Manufacturing lost another 9,000 jobs in September, a second straight monthly drop that dragged its share of total American employment down to a new record low of 8.65 percent. These back-to-back monthly job declines were the sector’s first such streak since June and July, 2013. Largely as a result, the sector’s year-on-year employment gain of 104,000 was its lowest since October, 2013’s 89,000.

Wages were the relative bright spot in the September manufacturing employment picture, as hourly pay before inflation outperformed total private sector wages month-on-month and year-on-year. In addition, manufacturing job figures for July and September were lowered slightly, with the latter’s re-estimated 18.000 monthly loss the sector’s worst since July, 2013.

Here’s my analysis of the latest monthly (September) manufacturing figures contained in this morning’s employment report from the Bureau of Labor Statistics:

>In September, American manufacturing lost 9,000 jobs on net, a performance that brought its share of total non-farm jobs (the Labor Department’s U.S. employment universe) down to an all-time low of 8.65 percent.

>This figure is lower even than manufacturing’s share of total American employment when the sector hit its recessionary jobs bottom in early 2010. In February and March of that year, manufacturing accounted for 10.69 percent and 10.67 percent of total non-farm jobs, respectively.

>Coming on the heels of a downwardly revised loss of 18,000 jobs in August, manufacturing has now suffered its first two consecutive months of net job declines since June and July of 2013.

>This latest manufacturing jobs slump also helped produce the sector’s worst year-on-year employment growth (104,000) since October, 2013’s 89,000.

>September’s year-on-year figure was also much lower than the 192,000 advance achieved between September, 2013 and September, 2014, though it bettered the 74,000 net new manufacturing jobs created from September, 2012 to September, 2013.

>The slight downward monthly manufacturing jobs figure for August (from 17,000) was accompanied by a similar re-estimate for July (from 12,000 to 11,000).

>Since manufacturing hit its 2010 employment bottom, the sector has regained 865,000 (37.72 percent) of the 2.293 million jobs it lost during the recession and its aftermath. By contrast, the private sector overall lost 8.801 million jobs from the recession’s December, 2007 onset through its February, 2010 absolute employment low. Since then, it has since increased net employment by 13.169 million.

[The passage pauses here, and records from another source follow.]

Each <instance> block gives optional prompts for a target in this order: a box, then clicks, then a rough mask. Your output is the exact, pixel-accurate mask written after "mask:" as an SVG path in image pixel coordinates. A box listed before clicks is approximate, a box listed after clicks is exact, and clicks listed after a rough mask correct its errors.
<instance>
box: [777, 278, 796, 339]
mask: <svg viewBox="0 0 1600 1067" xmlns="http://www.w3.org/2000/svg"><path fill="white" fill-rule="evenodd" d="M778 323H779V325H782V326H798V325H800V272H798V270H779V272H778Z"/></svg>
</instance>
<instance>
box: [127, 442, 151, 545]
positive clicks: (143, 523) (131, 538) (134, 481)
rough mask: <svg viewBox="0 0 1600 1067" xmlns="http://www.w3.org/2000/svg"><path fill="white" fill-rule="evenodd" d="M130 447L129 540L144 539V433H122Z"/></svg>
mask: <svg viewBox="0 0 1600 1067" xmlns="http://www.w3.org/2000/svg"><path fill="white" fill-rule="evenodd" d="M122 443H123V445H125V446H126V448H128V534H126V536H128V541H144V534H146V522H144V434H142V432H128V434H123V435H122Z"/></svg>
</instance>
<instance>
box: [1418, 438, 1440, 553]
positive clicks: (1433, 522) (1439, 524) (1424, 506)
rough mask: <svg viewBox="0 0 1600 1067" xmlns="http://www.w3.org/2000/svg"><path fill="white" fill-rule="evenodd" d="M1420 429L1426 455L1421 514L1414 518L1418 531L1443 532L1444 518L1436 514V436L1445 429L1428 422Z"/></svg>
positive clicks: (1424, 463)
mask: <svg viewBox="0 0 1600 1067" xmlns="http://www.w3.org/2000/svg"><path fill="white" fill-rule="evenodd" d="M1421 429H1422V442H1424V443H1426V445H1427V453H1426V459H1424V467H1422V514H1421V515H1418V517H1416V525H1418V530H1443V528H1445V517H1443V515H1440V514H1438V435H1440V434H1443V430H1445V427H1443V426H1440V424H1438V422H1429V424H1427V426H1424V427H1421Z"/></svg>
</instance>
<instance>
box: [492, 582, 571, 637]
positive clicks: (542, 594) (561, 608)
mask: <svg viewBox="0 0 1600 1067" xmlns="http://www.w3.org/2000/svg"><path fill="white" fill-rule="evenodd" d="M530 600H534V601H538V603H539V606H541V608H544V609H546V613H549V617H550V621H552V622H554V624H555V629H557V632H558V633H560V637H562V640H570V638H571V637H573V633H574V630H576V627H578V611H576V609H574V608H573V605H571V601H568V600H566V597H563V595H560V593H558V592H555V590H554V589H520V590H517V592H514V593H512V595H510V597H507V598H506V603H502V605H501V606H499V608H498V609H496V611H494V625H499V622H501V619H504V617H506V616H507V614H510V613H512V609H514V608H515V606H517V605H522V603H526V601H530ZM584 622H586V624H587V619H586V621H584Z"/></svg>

>In fact, whereas total private sector employment is now 3.77 percent higher than at the recession’s beginning, manufacturing employment is still 10.39 percent lower.

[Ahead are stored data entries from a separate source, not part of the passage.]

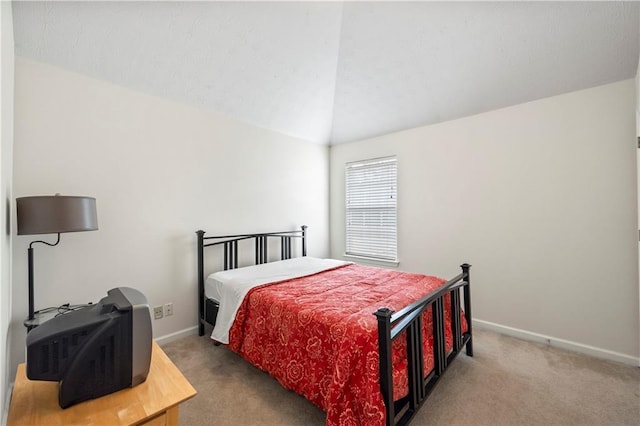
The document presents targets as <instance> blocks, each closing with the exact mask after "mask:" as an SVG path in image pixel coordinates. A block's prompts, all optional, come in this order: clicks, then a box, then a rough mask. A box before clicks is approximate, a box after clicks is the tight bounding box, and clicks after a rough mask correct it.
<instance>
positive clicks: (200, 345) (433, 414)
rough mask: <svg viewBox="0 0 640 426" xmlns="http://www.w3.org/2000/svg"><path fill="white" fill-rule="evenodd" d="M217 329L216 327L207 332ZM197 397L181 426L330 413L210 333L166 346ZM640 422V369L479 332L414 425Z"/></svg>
mask: <svg viewBox="0 0 640 426" xmlns="http://www.w3.org/2000/svg"><path fill="white" fill-rule="evenodd" d="M208 331H209V330H208ZM163 349H164V350H165V352H166V353H167V355H168V356H169V357H170V358H171V359H172V360H173V361H174V362H175V364H176V365H177V366H178V368H179V369H180V370H181V371H182V372H183V373H184V375H185V376H186V377H187V379H188V380H189V381H190V382H191V384H192V385H193V386H194V387H195V388H196V390H197V391H198V395H197V396H196V397H194V398H192V399H191V400H189V401H186V402H185V403H184V404H182V405H181V406H180V424H182V425H207V424H216V425H324V422H325V416H324V413H323V412H322V411H321V410H320V409H318V408H317V407H316V406H315V405H313V404H311V403H310V402H308V401H307V400H305V399H304V398H302V397H301V396H298V395H296V394H295V393H293V392H291V391H288V390H286V389H284V388H283V387H282V386H281V385H280V384H279V383H278V382H277V381H276V380H275V379H273V378H271V377H270V376H269V375H267V374H266V373H264V372H262V371H260V370H258V369H257V368H255V367H253V366H251V365H250V364H249V363H247V362H246V361H244V360H243V359H242V358H241V357H239V356H238V355H236V354H235V353H233V352H231V351H230V350H228V349H227V348H225V347H224V346H214V345H212V344H211V342H210V340H209V338H208V337H207V336H204V337H198V336H188V337H185V338H182V339H180V340H177V341H174V342H171V343H168V344H166V345H163ZM427 424H428V425H640V368H638V367H630V366H626V365H622V364H618V363H614V362H609V361H603V360H599V359H595V358H591V357H588V356H585V355H581V354H576V353H572V352H568V351H564V350H560V349H556V348H552V347H549V346H546V345H541V344H536V343H531V342H526V341H522V340H519V339H515V338H512V337H508V336H504V335H500V334H496V333H493V332H489V331H484V330H476V331H475V336H474V357H473V358H471V357H467V356H466V355H464V354H460V355H459V356H458V358H457V359H456V360H455V361H454V362H453V364H452V365H451V366H450V368H449V370H447V372H446V373H445V374H444V376H443V378H442V380H441V381H440V383H439V384H438V386H436V389H435V390H434V392H433V393H432V395H431V396H430V397H429V399H428V400H427V402H426V403H425V405H424V406H423V407H422V408H421V410H420V412H419V413H418V414H417V415H416V417H415V418H414V420H413V422H412V425H427Z"/></svg>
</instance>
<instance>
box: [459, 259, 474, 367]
mask: <svg viewBox="0 0 640 426" xmlns="http://www.w3.org/2000/svg"><path fill="white" fill-rule="evenodd" d="M460 267H461V268H462V273H464V274H465V275H466V279H465V281H467V285H466V286H464V316H465V318H466V320H467V333H468V334H469V340H468V341H467V355H468V356H473V337H472V336H473V332H472V330H471V275H470V274H469V269H470V268H471V265H469V264H468V263H463V264H462V265H460Z"/></svg>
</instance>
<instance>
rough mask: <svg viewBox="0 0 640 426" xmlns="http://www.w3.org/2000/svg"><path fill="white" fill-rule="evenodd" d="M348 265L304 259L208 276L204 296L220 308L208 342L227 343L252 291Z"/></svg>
mask: <svg viewBox="0 0 640 426" xmlns="http://www.w3.org/2000/svg"><path fill="white" fill-rule="evenodd" d="M351 263H352V262H346V261H342V260H336V259H318V258H315V257H309V256H305V257H298V258H294V259H286V260H280V261H276V262H270V263H264V264H261V265H253V266H247V267H243V268H238V269H230V270H227V271H219V272H215V273H213V274H211V275H209V276H208V277H207V279H206V281H205V285H204V289H205V295H206V297H207V298H209V299H213V300H215V301H216V302H218V303H219V304H220V308H219V310H218V316H217V319H216V324H215V326H214V328H213V331H212V333H211V338H212V339H214V340H215V341H217V342H220V343H224V344H228V343H229V330H230V328H231V325H232V324H233V321H234V319H235V317H236V313H237V311H238V308H239V307H240V304H241V303H242V301H243V299H244V297H245V296H246V294H247V293H248V292H249V291H250V290H251V289H252V288H255V287H259V286H262V285H265V284H270V283H276V282H281V281H286V280H290V279H294V278H301V277H305V276H309V275H313V274H317V273H319V272H323V271H327V270H331V269H334V268H337V267H340V266H344V265H348V264H351Z"/></svg>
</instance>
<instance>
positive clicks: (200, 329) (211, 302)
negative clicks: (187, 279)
mask: <svg viewBox="0 0 640 426" xmlns="http://www.w3.org/2000/svg"><path fill="white" fill-rule="evenodd" d="M306 233H307V226H306V225H303V226H301V227H300V230H298V231H283V232H266V233H262V234H241V235H222V236H211V237H205V236H204V234H205V232H204V231H196V235H197V236H198V242H197V244H198V245H197V252H198V318H199V322H198V334H199V335H200V336H202V335H204V326H205V324H206V323H207V322H208V323H209V324H213V323H214V322H215V316H216V314H217V306H216V305H217V303H215V302H213V301H211V300H207V298H206V295H205V294H204V281H205V276H204V249H205V247H211V246H218V245H222V247H223V250H224V255H223V270H225V271H226V270H229V269H235V268H237V267H238V242H239V241H243V240H250V239H253V240H254V241H255V264H256V265H260V264H263V263H267V262H268V261H269V256H268V253H267V247H268V241H269V240H270V239H273V238H276V239H279V240H280V259H281V260H284V259H290V258H291V240H292V239H293V238H300V239H302V253H301V254H302V256H306V255H307V240H306ZM207 307H209V309H207ZM213 311H216V312H213Z"/></svg>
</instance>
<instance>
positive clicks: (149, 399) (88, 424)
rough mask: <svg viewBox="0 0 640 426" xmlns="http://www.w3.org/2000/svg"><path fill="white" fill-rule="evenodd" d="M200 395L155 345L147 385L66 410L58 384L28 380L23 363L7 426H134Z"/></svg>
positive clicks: (85, 401)
mask: <svg viewBox="0 0 640 426" xmlns="http://www.w3.org/2000/svg"><path fill="white" fill-rule="evenodd" d="M196 393H197V392H196V390H195V389H194V388H193V386H191V384H190V383H189V382H188V381H187V379H186V378H185V377H184V376H183V375H182V373H181V372H180V370H178V368H177V367H176V366H175V365H174V364H173V362H171V360H170V359H169V357H168V356H167V355H166V354H165V353H164V352H163V351H162V349H161V348H160V347H159V346H158V344H157V343H156V342H155V341H154V342H153V347H152V351H151V366H150V368H149V374H148V375H147V380H146V381H145V382H144V383H141V384H139V385H137V386H135V387H133V388H126V389H122V390H120V391H117V392H114V393H111V394H109V395H105V396H103V397H100V398H96V399H91V400H88V401H84V402H81V403H79V404H76V405H73V406H71V407H69V408H66V409H64V410H63V409H62V408H60V406H59V405H58V383H57V382H45V381H35V380H29V379H27V377H26V373H25V364H24V363H22V364H20V365H19V366H18V370H17V373H16V380H15V384H14V388H13V393H12V397H11V405H10V408H9V417H8V420H7V426H14V425H72V424H78V425H80V424H81V425H90V424H104V425H107V424H108V425H130V424H135V423H139V422H141V421H143V420H145V419H149V418H153V417H154V416H156V415H159V414H161V413H163V412H165V411H167V410H168V409H170V408H172V407H175V406H177V405H178V404H180V403H181V402H183V401H185V400H187V399H189V398H192V397H193V396H195V395H196Z"/></svg>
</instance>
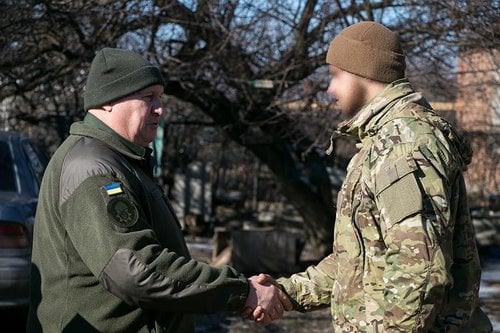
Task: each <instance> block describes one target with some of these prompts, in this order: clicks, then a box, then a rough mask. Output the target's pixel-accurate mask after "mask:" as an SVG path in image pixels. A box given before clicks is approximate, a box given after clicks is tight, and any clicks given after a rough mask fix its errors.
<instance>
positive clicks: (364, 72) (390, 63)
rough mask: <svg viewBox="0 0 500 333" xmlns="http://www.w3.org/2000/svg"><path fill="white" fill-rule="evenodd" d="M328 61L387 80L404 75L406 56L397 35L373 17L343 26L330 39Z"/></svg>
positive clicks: (369, 77) (366, 74)
mask: <svg viewBox="0 0 500 333" xmlns="http://www.w3.org/2000/svg"><path fill="white" fill-rule="evenodd" d="M326 62H327V63H328V64H330V65H333V66H335V67H337V68H340V69H342V70H344V71H347V72H350V73H353V74H356V75H359V76H362V77H364V78H368V79H372V80H375V81H379V82H384V83H389V82H392V81H395V80H397V79H401V78H403V77H404V76H405V68H406V64H405V56H404V54H403V51H402V48H401V44H400V42H399V37H398V35H397V34H396V33H394V32H392V31H391V30H389V29H388V28H387V27H385V26H383V25H382V24H380V23H377V22H372V21H365V22H359V23H356V24H353V25H351V26H349V27H347V28H345V29H344V30H342V31H341V32H340V34H339V35H338V36H337V37H335V39H334V40H333V41H332V42H331V43H330V47H329V48H328V53H327V55H326Z"/></svg>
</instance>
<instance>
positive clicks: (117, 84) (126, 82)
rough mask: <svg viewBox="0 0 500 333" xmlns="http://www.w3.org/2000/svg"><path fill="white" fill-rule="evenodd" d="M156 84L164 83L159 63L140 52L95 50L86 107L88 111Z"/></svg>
mask: <svg viewBox="0 0 500 333" xmlns="http://www.w3.org/2000/svg"><path fill="white" fill-rule="evenodd" d="M154 84H160V85H164V81H163V77H162V75H161V73H160V70H159V69H158V68H157V67H156V66H153V65H152V64H151V63H150V62H149V61H147V60H146V59H144V58H143V57H142V56H140V55H139V54H137V53H134V52H131V51H128V50H123V49H115V48H104V49H102V50H100V51H99V52H98V53H97V54H96V56H95V57H94V60H92V64H91V65H90V71H89V75H88V77H87V83H86V85H85V89H84V93H83V107H84V109H85V111H87V110H89V109H92V108H95V107H99V106H102V105H105V104H106V103H108V102H112V101H115V100H117V99H120V98H122V97H125V96H127V95H130V94H132V93H134V92H136V91H139V90H141V89H144V88H147V87H149V86H152V85H154Z"/></svg>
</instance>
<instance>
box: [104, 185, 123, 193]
mask: <svg viewBox="0 0 500 333" xmlns="http://www.w3.org/2000/svg"><path fill="white" fill-rule="evenodd" d="M104 190H105V191H106V194H107V195H108V196H112V195H116V194H120V193H123V189H122V184H120V183H111V184H108V185H105V186H104Z"/></svg>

>Although overall pre-inflation private sector wages dipped in September, hourly manufacturing pay inched up by a penny, or 0.04 percent. Moreover, August’s monthly wage increase was revised up from 0.32 percent to 0.55 percent, and July’s from 0.52 percent to 0.60 percent.

>Manufacturing’s year-on-year current dollar wage advance of 2.25 percent also bested the comparable overall private sector rise of 2.20 percent. It was also much better than industry’s 1.35 percent wage hikes between September, 2013 and September, 2014, but a bit lower than the 2.29 percent increase between September, 2012 and September, 2013.

>Longer term, though, manufacturing remains a national wage laggard. Since the current economic recovery began, its pre-inflation wages are up less (9.41 percent) than overall private sector wages (13.22 percent).

>Manufacturing’s wage performance has been worse after adjusting for inflation, especially over the longer term. The latest Labor Department figures are from August, and will be updated later this month. But they showed that in real terms, manufacturing wages rose sequentially by 0.66 percent, their strongest monthly performance since January, .

>Real total private sector wages rose by only 0.48 percent in August, their best monthly gain since January as well.

>Year-on-year, however, inflation-adjusted August manufacturing wages were up only 1.81 percent, less than the overall private sector’s increase of 2.03 percent.

>Moreover, as of August, inflation-adjusted manufacturing wages are 0.37 percent lower than they were when the recovery officially began in mid-2009. Real wages for the entire private sector are 2.23 percent higher.